Funded by the EU programme “Citizens of Europe”, this project aims to examine the growth of two opposing movement of ideas which emerged after the signature of the Treaty of Versailles in the summer 1919. On the one hand, the movement for international justice and for the rescue of the victims emerged, as the allies established tribunals to try the perpetrators of atrocities and established the first High Commission for Refugees. On the other hand, the war atrocities in Europe and ethnic violence against the Armenians and other Christians in the declining Ottoman Empire inspired “population politics” and encouraged the movement towards radical nationalism in Germany, setting the ideological foundations of the worst atrocities the century was yet to experience.
The project will reflect on the interplay of political ideas and history: what lessons do people learn from events?
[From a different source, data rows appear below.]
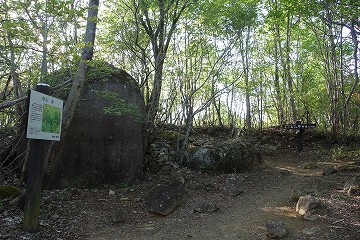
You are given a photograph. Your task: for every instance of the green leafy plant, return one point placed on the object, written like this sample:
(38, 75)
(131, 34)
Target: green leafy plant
(51, 119)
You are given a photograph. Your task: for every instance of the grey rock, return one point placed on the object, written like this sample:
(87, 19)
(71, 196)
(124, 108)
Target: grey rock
(119, 215)
(352, 187)
(205, 207)
(229, 157)
(105, 141)
(311, 231)
(164, 199)
(310, 217)
(296, 194)
(306, 203)
(329, 170)
(276, 229)
(233, 191)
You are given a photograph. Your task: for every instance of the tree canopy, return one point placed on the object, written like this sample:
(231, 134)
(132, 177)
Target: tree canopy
(248, 63)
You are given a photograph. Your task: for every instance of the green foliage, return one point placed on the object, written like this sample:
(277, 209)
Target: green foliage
(119, 107)
(9, 191)
(51, 119)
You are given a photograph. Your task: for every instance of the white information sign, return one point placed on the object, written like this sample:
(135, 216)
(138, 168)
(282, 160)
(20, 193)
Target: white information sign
(45, 117)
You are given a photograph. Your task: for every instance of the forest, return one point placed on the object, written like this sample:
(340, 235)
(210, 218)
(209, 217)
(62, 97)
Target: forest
(234, 65)
(251, 63)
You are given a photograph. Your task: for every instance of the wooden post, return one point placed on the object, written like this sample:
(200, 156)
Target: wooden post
(299, 132)
(35, 172)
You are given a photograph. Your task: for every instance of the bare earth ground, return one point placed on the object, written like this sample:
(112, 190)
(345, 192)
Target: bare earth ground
(86, 214)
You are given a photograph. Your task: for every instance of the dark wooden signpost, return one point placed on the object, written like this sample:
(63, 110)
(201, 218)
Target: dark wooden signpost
(41, 126)
(300, 129)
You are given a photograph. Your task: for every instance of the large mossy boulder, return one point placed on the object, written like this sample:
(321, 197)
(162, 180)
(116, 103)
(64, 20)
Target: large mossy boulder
(105, 143)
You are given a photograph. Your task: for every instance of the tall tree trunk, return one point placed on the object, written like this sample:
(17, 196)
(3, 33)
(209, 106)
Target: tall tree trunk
(278, 96)
(52, 159)
(287, 69)
(245, 60)
(356, 59)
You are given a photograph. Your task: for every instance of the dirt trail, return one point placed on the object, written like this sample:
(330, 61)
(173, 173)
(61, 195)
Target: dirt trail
(266, 197)
(86, 213)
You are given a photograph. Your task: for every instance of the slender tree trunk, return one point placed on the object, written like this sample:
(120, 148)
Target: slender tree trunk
(278, 95)
(287, 69)
(52, 158)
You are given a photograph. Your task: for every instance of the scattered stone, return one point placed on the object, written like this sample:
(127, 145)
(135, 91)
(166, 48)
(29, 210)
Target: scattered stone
(310, 165)
(310, 217)
(6, 236)
(353, 186)
(165, 199)
(276, 229)
(296, 194)
(205, 207)
(9, 192)
(306, 203)
(233, 191)
(231, 156)
(329, 170)
(119, 215)
(311, 231)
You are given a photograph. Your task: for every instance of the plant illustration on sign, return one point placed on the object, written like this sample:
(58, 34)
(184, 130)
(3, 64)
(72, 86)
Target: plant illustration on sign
(51, 119)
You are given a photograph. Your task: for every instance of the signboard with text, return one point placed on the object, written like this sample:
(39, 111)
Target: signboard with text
(45, 117)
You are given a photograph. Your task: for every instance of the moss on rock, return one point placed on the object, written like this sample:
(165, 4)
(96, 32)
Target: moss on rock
(7, 191)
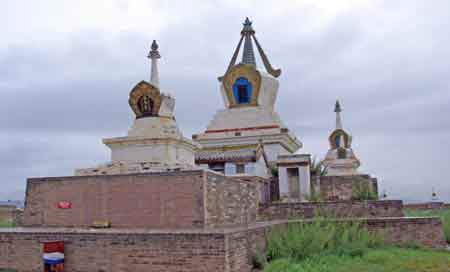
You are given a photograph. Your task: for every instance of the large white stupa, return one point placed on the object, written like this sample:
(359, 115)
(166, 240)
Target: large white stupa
(340, 159)
(249, 119)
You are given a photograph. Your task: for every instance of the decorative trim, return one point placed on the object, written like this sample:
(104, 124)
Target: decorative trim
(141, 89)
(241, 129)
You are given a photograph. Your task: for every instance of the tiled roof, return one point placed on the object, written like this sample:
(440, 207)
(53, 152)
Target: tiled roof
(246, 154)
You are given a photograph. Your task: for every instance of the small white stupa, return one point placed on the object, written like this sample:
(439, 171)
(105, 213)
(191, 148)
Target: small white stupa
(340, 159)
(154, 143)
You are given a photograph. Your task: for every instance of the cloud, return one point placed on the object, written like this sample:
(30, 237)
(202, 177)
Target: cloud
(66, 70)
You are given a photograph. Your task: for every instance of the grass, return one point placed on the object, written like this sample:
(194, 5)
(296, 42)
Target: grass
(6, 223)
(376, 260)
(300, 241)
(323, 246)
(444, 214)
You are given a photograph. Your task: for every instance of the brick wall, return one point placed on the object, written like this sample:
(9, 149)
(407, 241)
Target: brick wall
(187, 199)
(424, 231)
(230, 250)
(427, 206)
(230, 202)
(336, 209)
(342, 187)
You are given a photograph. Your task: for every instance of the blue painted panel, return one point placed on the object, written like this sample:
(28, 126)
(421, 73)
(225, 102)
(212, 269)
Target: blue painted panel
(242, 82)
(338, 140)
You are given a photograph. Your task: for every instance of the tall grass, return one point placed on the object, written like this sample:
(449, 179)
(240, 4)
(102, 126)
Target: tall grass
(376, 260)
(6, 223)
(300, 241)
(444, 214)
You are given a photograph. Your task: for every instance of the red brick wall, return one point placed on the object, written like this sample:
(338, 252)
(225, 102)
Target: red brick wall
(6, 212)
(230, 250)
(188, 199)
(110, 252)
(336, 209)
(427, 206)
(171, 200)
(426, 232)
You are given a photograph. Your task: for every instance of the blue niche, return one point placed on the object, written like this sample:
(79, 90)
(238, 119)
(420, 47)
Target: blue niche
(242, 91)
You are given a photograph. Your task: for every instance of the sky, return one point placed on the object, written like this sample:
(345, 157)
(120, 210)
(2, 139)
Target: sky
(67, 67)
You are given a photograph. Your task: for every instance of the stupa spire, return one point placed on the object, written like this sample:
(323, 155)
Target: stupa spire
(153, 55)
(248, 56)
(338, 110)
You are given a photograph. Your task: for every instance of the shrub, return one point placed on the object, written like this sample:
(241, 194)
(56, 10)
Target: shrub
(363, 190)
(444, 214)
(299, 241)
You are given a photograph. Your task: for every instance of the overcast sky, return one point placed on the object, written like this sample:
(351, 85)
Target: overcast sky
(66, 69)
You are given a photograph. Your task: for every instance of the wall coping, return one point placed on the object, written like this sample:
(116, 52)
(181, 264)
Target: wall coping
(318, 203)
(207, 231)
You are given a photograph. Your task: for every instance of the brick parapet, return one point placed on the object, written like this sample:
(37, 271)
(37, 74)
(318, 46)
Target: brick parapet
(336, 209)
(183, 250)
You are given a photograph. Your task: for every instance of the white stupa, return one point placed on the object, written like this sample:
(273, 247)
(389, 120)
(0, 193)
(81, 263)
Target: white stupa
(340, 159)
(154, 143)
(249, 119)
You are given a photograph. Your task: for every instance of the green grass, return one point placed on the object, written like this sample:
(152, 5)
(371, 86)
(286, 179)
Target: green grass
(323, 246)
(375, 260)
(6, 223)
(444, 214)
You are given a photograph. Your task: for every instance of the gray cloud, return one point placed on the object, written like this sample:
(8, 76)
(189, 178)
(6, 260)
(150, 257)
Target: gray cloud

How did the contemplation of the war’s disasters feed the development of such radically contradictory movements?
This exploration of ideological movements past, and of their consequences, is intended to generate a greater understanding of how ideas spread, coalesce and grow into movements, and of the material consequences they can have.
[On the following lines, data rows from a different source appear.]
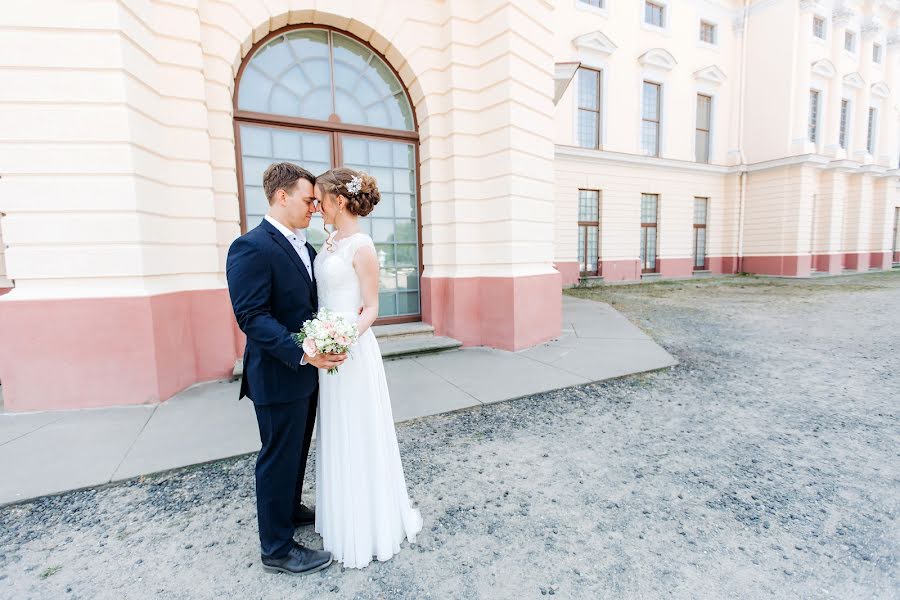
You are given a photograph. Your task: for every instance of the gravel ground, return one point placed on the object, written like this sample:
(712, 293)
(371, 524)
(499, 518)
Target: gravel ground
(764, 465)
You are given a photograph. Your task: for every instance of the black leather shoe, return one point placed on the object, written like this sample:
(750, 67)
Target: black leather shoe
(304, 516)
(300, 560)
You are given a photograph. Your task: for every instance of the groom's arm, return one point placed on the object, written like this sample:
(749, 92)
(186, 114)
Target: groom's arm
(250, 287)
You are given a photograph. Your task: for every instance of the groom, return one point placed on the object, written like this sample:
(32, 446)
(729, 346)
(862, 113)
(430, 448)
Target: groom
(273, 291)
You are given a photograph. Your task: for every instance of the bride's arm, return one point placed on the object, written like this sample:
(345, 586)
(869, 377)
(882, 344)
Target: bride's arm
(365, 262)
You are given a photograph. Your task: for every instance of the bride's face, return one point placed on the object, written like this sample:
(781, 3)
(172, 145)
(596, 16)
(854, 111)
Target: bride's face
(329, 204)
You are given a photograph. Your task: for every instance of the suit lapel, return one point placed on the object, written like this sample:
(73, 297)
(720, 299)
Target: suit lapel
(287, 247)
(312, 266)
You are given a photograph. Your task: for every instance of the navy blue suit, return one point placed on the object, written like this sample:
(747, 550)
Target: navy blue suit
(272, 295)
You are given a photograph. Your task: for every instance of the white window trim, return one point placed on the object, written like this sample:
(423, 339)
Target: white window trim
(827, 28)
(603, 12)
(603, 68)
(879, 64)
(849, 128)
(667, 17)
(855, 52)
(817, 86)
(653, 77)
(875, 137)
(713, 105)
(718, 43)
The project will feature an academic conference in Berlin, “Ideas and their Consequences: Genocide and International Justice after 1919”, scheduled to take place from April 17 to 19, 2020. The conference will bring together key academics in the field, mostly historians, from different countries and will aim to pool the latest knowledge on the subject.
The project also includes the creation of an information pack on the results of the conference, dissemination and discussion events in five European cities (Warsaw, Brussels, Berlin, Paris and Amsterdam), online video interviews of key speakers, a traveling exhibition and a website presenting the results of the project and providing leads for further information.